No es posible que ese éxtasis sea duradero

Estar enamorado es como caminar por un campo de trigo en llamas al atardecer, con los pies descalzos y el corazón desnudo. Todo en ti arde y canta. Te parece que el mundo acaba de ser creado para ti y para la otra persona, y que cada hoja, cada brizna de hierba, cada nube con su ribete de oro, ha sido pintada por el dedo de Dios en un impulso de alegría. En ese estado glorioso, porque lo es, los hombres se vuelven valientes, generosos, casi transparentes. Ven el rostro de la amada y, en él, el reflejo del mundo entero, más limpio, más puro, más bello.
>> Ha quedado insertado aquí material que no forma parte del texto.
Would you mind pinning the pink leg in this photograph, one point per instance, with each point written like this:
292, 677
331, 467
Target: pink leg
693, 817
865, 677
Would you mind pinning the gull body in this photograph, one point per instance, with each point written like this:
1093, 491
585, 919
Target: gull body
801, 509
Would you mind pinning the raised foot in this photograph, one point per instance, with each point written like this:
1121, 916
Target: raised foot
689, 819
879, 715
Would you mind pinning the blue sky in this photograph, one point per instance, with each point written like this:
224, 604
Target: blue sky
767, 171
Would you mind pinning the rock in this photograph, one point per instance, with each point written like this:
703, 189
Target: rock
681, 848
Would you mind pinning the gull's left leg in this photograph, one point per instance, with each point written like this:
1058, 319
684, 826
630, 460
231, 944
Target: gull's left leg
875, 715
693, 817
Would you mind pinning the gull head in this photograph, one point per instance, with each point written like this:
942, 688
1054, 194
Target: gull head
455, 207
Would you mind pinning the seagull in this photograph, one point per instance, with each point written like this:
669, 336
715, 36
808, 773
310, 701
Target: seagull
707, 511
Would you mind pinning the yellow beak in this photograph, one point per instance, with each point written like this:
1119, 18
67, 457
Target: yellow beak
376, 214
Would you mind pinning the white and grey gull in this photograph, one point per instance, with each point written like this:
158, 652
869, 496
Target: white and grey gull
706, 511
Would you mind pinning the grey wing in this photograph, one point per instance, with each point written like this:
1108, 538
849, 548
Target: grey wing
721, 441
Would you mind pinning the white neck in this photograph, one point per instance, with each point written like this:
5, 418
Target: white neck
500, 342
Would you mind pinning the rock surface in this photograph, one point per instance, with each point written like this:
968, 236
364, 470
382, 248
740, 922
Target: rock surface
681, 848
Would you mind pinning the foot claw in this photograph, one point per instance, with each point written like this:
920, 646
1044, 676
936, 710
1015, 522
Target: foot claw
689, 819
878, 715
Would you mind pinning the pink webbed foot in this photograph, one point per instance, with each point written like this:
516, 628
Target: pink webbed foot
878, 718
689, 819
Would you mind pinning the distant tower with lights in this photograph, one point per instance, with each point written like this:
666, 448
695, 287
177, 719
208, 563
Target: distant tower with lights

La carne se serena, el instinto se arrodilla, y el alma, mariposa tímida, se atreve a volar un poco más alto.

Es, en verdad, una conquista. Pero no la última ni la mejor.

Porque el error está en quedarse allí, en construir una catedral sobre el rayo. ¿Cómo fundar una casa sobre una chispa? La emoción, por naturaleza, tiembla, relumbra y desaparece. Los sentimientos son fuegos fatuos. Aparecen al anochecer, danzan sobre el humedal del espíritu, y se disuelven con el rocío del día siguiente, aunque no por eso dejan de ser hermosos. Pero no basta con que algo sea hermoso para que sea duradero. Todo lo contrario en este caso.